Fisheye : Première question : est-ce que tu as une barbe ?
Brandon Tauszik
: Non, pas de barbe ! Juste une tête plutôt imberbe.
Comment décrirais-tu Oakland à quelqu’un qui n’y a jamais mis les pieds ?
Oakland est une ville assez complexe. Elle surplombe une baie magnifique et concentre un fort esprit de communauté qui s’est développé dans le passé à travers une action politique populaire pour l’autonomie de la ville. Oakland possède aussi l’un des plus fort taux de criminalité de Californie, la mairie est tenue par un mauvais management et la ville traverse aujourd’hui une crise identitaire. D’un point de vue historique, c’est une ville d’immigration exceptionnellement variée avec environs 30 % de Latinos, 30% de Blancs et 30% d’Afro-Américains.
Pourquoi tu t’es lancé dans ce projet ? Comment as-tu eu cette idée ?
Tout a démarré lorsque je me suis rendu compte qu’il n’y avait aucune association entre les barbiers d’Oakland. Or les États-Unis est un pays où il y a un fort corporatisme entre les différents commerces indépendants, à tous les niveaux : les épiceries, les cafés, les magasins de bricolage… Beaucoup se sont développés en chaînes. C’est le cas de certains barbiers, avec les enseignes Fantastic Sams ou Supercuts – qui ne sont pas du tout implantées à Oakland. Du coup ça a éveillé ma curiosité.
J’ai commencé par visiter certains barbiers de mon quartier que j’ai interviewés et pris en photo. Ce sont des commerces qui se définissent comme des « barbiers noirs », puisque la clientèle et le personnel sont exclusivement Afro-Américains. Je voulais comprendre ce qui crée l’intimité sociale et exclusive de ces lieux. C’est ainsi que je me suis consacré à la réalisation de ce projet : un vaste portrait des barbiers noirs d’Oakland et du rôle qu’ils assume au sein de la ville et de la communauté.
Il y a combien de salons de coiffure Afro-Américains à Oakland ?
Je dirais entre 40 et 60. Mais j’en découvre chaque jour de nouveaux quand je me balade. Le projet pourrait être bien plus large, si je décidais de passer quelques années de plus dessus.

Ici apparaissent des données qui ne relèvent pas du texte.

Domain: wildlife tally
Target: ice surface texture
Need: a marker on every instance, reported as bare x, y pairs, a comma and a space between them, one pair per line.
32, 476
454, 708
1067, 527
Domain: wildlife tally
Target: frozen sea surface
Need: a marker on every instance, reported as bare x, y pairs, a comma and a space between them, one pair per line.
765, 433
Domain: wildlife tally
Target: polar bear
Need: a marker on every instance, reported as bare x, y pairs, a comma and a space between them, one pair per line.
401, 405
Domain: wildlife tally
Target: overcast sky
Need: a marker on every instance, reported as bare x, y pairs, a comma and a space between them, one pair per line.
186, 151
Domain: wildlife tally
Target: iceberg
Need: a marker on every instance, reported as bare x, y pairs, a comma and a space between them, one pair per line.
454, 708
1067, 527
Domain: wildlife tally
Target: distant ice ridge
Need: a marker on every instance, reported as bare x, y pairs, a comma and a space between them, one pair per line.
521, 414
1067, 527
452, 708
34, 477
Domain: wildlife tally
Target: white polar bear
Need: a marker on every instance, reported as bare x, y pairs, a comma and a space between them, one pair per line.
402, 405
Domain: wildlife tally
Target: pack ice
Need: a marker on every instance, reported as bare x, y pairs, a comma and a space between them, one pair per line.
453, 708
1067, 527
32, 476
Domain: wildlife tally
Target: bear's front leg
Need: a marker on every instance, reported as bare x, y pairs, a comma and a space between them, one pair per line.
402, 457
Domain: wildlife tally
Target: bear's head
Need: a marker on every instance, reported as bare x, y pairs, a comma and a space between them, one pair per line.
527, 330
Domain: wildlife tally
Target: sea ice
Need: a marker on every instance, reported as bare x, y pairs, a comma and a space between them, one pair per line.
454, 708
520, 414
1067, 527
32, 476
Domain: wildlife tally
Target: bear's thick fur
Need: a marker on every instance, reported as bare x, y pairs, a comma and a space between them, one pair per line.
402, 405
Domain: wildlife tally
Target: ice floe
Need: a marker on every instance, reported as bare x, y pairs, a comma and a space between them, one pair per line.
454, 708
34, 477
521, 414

Quelle est leur place au sein de la communauté Afro-Américaine de la ville?
Ces salons sont de véritables institutions en Amérique et pas seulement de simples espaces physiques où se regroupent les hommes noirs. Ils se passent bien plus entre ces murs que des plaisanteries bruyantes et des coupes de cheveux rapides.

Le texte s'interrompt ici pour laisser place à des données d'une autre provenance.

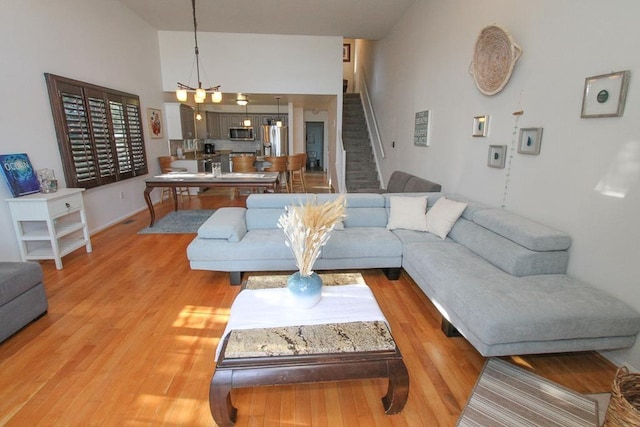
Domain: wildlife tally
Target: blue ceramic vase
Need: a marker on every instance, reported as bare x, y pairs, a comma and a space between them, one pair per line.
305, 291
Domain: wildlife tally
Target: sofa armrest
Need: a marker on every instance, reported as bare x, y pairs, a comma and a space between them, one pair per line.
225, 223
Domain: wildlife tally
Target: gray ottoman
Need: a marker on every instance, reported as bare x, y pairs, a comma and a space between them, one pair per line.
22, 296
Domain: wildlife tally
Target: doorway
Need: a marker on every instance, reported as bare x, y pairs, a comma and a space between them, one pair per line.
315, 145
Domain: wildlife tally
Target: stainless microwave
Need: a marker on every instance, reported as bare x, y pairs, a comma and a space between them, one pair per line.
241, 133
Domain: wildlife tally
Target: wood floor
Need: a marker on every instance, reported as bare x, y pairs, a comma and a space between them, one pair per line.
131, 332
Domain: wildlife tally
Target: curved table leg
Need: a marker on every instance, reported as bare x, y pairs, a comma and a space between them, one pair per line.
398, 390
147, 199
222, 410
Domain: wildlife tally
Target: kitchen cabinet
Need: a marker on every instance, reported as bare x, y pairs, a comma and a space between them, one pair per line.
50, 225
213, 125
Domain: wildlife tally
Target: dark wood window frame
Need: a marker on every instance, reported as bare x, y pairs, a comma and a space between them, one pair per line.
99, 132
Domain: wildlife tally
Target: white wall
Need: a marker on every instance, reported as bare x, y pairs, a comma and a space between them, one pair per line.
423, 65
254, 63
95, 41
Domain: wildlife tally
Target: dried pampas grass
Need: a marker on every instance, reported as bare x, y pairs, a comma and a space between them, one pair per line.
308, 228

Comme l’a souligné le professeur Quincy T. Mills dans le projet : « Tapered Throne met en lumière la position des barbiers, qui sont des canaliseurs au sein des communautés Afro-Américaines ; et d’Oakland. Derrière ces portraits il y a les aspirations d’hommes qui se contentent pas de gagner leur vie, mais qui ont conscience de la valeur de leur travail dans le développement de la vie communautaire des Américains noirs. »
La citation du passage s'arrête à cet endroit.